Oh yes, and in order to get there, we bussed, and then hitchhiked. I love that hitchhiking (tremping) is just part of the daily life of getting from A to B in Israel. It's "safe," it's easy, and people are so willing to help.
While I was in Jerusalem, I got to stay with my friend Brett (from high school), and another friend Jacob. It's always nice going to Jerusalem and seeing who you run in to, and test out your Jewish Geography skills. Mine are stellar, in case you were wondering.
For the Passover Seder, I was fortunate enough to be invited to our family friend's place, which was actually really nice. Accompanying me, was one of our good family friends from London. There weren't many people at the seder, and it was really special because we incorporated all of our own traditions into the Seder. On a semi-related note, before the Seder I was instructed to pick up some dessert. The dessert had to be kosher for Passover, had to be parve (not dairy or meat), and could not contain
kitniyot (legumes, rice, etc.). So I went to the shuk (the market), and picked out these macaroons and cookie desserts--exactly what you see in the picture below.

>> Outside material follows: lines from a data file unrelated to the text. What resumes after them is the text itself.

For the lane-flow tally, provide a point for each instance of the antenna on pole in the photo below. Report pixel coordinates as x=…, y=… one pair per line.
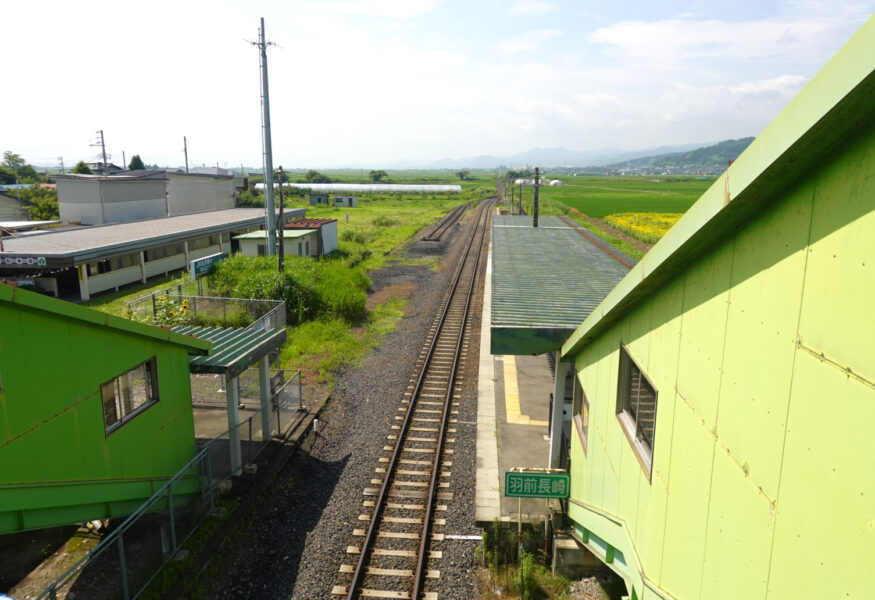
x=270, y=217
x=103, y=156
x=535, y=200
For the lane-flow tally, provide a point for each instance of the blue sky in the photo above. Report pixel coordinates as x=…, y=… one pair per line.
x=372, y=82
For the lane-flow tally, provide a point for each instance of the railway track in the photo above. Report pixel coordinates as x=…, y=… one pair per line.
x=444, y=224
x=396, y=549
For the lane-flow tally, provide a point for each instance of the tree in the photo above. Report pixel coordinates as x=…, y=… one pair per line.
x=82, y=169
x=136, y=163
x=43, y=203
x=250, y=198
x=7, y=176
x=313, y=176
x=13, y=161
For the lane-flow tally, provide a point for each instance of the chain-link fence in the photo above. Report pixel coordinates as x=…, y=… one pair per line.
x=127, y=559
x=207, y=311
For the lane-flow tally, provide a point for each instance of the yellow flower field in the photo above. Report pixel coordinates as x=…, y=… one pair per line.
x=647, y=227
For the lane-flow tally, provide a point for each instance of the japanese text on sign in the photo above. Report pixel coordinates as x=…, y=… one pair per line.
x=536, y=485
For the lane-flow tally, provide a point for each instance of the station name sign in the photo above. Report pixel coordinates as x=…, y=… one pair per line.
x=200, y=266
x=536, y=483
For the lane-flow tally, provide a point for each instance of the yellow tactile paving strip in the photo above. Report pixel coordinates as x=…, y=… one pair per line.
x=512, y=396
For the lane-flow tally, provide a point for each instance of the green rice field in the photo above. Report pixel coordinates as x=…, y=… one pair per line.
x=602, y=196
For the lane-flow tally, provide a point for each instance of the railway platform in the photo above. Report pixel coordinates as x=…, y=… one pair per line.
x=541, y=283
x=512, y=424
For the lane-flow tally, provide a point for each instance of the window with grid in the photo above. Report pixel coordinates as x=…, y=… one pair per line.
x=129, y=394
x=636, y=408
x=580, y=412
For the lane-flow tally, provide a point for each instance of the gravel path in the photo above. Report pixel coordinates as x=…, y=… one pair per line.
x=297, y=539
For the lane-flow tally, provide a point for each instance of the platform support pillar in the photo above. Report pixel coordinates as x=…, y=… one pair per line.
x=557, y=417
x=266, y=393
x=232, y=395
x=82, y=271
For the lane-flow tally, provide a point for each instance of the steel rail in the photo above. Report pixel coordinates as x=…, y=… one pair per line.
x=441, y=228
x=422, y=560
x=379, y=504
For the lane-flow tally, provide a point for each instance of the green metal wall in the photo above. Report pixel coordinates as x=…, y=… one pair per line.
x=761, y=351
x=57, y=465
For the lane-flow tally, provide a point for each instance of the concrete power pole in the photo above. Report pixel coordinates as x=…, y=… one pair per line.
x=281, y=251
x=535, y=200
x=270, y=217
x=103, y=156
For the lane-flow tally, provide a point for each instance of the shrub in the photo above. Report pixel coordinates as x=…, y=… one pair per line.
x=355, y=236
x=383, y=221
x=310, y=288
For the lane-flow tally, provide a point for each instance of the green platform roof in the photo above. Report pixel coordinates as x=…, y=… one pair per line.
x=545, y=281
x=834, y=106
x=234, y=349
x=287, y=234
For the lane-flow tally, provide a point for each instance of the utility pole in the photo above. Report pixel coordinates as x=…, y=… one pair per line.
x=520, y=199
x=281, y=234
x=535, y=200
x=103, y=156
x=270, y=217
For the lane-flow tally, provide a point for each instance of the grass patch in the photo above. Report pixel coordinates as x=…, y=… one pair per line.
x=320, y=347
x=647, y=227
x=116, y=303
x=552, y=207
x=603, y=196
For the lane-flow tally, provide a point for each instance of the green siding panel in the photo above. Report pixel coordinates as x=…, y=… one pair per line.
x=760, y=345
x=768, y=270
x=53, y=434
x=687, y=510
x=739, y=534
x=826, y=506
x=706, y=299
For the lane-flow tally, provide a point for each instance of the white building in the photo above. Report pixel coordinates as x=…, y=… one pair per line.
x=139, y=195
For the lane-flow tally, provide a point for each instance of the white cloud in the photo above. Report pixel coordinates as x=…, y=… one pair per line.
x=671, y=43
x=377, y=8
x=529, y=40
x=530, y=8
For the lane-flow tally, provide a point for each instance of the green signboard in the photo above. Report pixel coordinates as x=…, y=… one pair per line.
x=536, y=484
x=199, y=266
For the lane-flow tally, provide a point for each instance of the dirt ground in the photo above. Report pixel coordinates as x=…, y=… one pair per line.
x=602, y=224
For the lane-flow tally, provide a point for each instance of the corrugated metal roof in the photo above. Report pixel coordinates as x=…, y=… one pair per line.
x=287, y=234
x=96, y=241
x=834, y=106
x=545, y=282
x=234, y=349
x=39, y=302
x=309, y=223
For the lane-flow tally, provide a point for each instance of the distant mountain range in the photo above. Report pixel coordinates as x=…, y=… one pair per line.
x=544, y=157
x=707, y=159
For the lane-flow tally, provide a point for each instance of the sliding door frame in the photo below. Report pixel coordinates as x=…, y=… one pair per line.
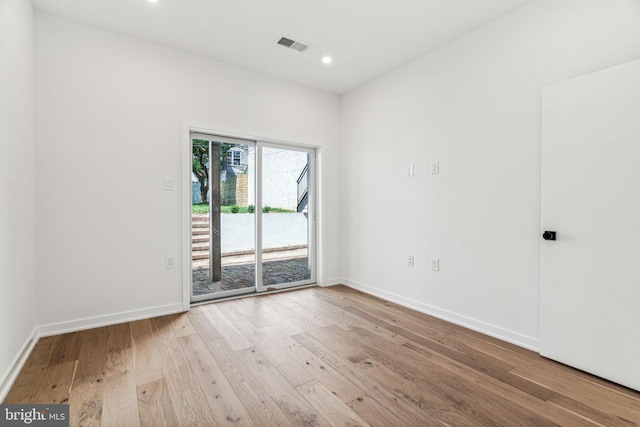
x=259, y=143
x=311, y=228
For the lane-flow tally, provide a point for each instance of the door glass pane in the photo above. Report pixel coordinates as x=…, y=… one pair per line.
x=223, y=219
x=285, y=219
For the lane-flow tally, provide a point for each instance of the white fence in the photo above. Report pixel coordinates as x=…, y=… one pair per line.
x=279, y=230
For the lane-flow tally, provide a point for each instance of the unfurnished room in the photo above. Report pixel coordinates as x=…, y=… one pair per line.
x=319, y=213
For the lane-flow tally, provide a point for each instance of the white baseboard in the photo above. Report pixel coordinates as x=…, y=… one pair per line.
x=109, y=319
x=512, y=337
x=332, y=282
x=9, y=377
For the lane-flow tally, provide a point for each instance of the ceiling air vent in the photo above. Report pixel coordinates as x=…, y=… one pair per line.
x=292, y=44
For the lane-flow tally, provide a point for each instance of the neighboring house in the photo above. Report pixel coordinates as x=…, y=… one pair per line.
x=284, y=178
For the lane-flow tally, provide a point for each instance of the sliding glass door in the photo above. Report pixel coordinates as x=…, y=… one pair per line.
x=252, y=222
x=286, y=222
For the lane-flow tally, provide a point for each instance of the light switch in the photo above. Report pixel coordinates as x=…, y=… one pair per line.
x=168, y=183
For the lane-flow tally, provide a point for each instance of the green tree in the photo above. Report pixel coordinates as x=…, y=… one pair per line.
x=200, y=164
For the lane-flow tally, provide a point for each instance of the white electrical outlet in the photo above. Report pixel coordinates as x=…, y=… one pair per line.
x=168, y=183
x=435, y=167
x=170, y=261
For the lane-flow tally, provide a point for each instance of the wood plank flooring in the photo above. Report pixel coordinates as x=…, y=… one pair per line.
x=310, y=357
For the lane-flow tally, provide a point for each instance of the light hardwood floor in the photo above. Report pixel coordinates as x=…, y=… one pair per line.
x=316, y=356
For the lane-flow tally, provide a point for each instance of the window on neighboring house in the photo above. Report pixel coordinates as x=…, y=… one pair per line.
x=233, y=158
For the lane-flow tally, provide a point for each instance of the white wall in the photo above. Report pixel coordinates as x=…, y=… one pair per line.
x=474, y=106
x=110, y=115
x=17, y=185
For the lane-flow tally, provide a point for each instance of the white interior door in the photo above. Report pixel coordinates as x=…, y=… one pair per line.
x=590, y=275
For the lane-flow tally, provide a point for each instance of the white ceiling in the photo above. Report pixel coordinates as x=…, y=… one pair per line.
x=365, y=38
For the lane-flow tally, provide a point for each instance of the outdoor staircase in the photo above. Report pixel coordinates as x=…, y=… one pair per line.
x=200, y=237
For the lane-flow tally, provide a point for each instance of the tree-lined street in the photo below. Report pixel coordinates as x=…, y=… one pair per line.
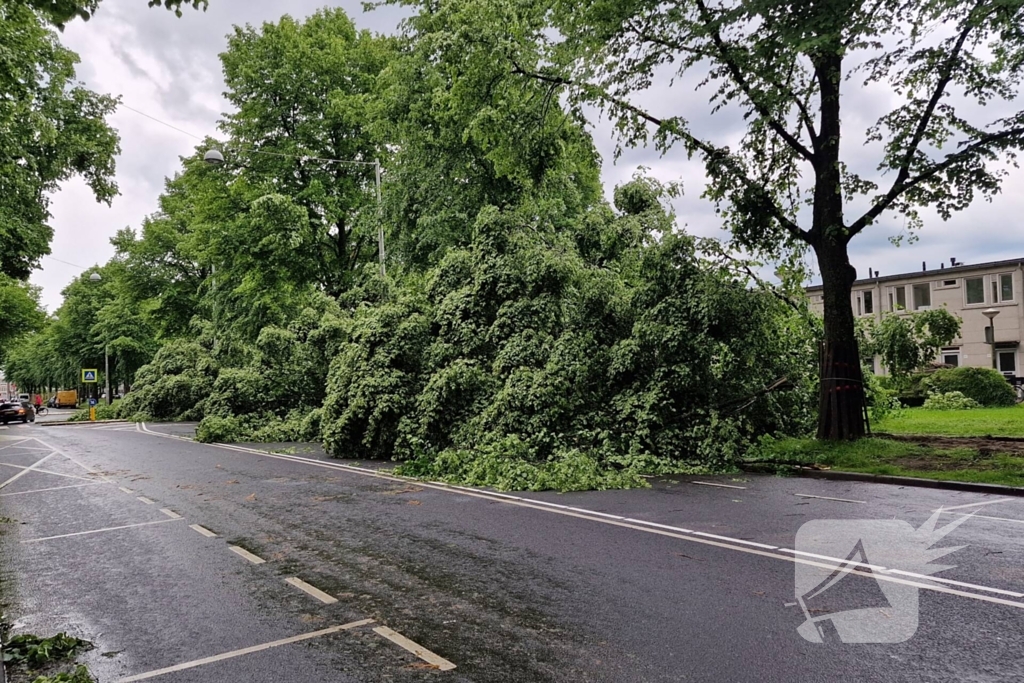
x=506, y=589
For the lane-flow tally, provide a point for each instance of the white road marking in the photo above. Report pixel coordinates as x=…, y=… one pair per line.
x=25, y=470
x=204, y=530
x=975, y=505
x=649, y=527
x=415, y=648
x=826, y=498
x=720, y=485
x=98, y=530
x=246, y=650
x=40, y=491
x=255, y=559
x=311, y=590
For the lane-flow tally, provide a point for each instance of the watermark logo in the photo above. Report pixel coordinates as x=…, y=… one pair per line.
x=844, y=587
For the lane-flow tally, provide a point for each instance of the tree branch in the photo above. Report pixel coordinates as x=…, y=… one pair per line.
x=741, y=81
x=950, y=160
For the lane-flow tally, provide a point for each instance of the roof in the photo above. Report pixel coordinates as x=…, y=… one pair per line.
x=934, y=271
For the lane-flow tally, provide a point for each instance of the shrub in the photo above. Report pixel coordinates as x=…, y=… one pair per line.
x=951, y=400
x=982, y=384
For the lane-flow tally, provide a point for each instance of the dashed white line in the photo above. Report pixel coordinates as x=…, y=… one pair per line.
x=440, y=663
x=204, y=530
x=975, y=505
x=97, y=530
x=720, y=485
x=826, y=498
x=255, y=559
x=311, y=590
x=243, y=651
x=40, y=491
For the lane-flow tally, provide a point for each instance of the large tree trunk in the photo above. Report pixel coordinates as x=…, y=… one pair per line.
x=841, y=398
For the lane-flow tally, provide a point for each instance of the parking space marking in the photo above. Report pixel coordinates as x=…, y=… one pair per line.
x=826, y=498
x=97, y=530
x=837, y=564
x=255, y=559
x=440, y=663
x=720, y=485
x=311, y=590
x=40, y=491
x=975, y=505
x=25, y=470
x=246, y=650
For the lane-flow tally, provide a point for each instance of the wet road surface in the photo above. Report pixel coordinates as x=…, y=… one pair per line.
x=192, y=562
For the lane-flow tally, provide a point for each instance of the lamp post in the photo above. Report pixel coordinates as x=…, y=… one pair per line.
x=216, y=158
x=95, y=278
x=990, y=313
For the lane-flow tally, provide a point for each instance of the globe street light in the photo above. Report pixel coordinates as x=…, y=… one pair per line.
x=990, y=313
x=95, y=278
x=215, y=157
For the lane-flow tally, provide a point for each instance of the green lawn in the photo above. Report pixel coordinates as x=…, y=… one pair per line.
x=879, y=456
x=980, y=422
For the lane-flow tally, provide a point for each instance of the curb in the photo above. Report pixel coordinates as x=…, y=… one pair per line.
x=837, y=475
x=81, y=422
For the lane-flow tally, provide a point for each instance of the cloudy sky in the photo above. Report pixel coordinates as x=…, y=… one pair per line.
x=168, y=68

On Friday, I brought them over a few hours before the Seder. Turns out, one of the kids that was staying with our family friend took a bite out of two different ones--one of which, had nuts. And he has an extreme nut allergy. Before you freak out, everything ended up being okay, and he's totally fine. But he did spend some time in the ER. I felt really badly.
We were leaving at 5:00 am on Monday morning so we didn't arrange accommodations for Sunday night, but Benny, Justin, and I had dinner with Richard--a good family friend from London at Gabriel's (a fantastic Jerusalem restaurant). The next time you're in Jerusalem, I highly recommend checking it out. It's right off the bottom of Ben Yehuda street. We had an extremely enjoyable dinner outside and split a fantastic bottle of wine. A 2009 Petit Castel. In case you were wondering...
The last exciting thing about Israel was the cab ride home. Our driver, Yosef, was a Moroccan Jewish guy. I got to practice out my Hebrew with him, and turns out, I've actually retained a lot of what I learned years ago. I felt pretty good about that. He is a really nice guy though. If you're in Israel, hunt him down and tell him I say hey.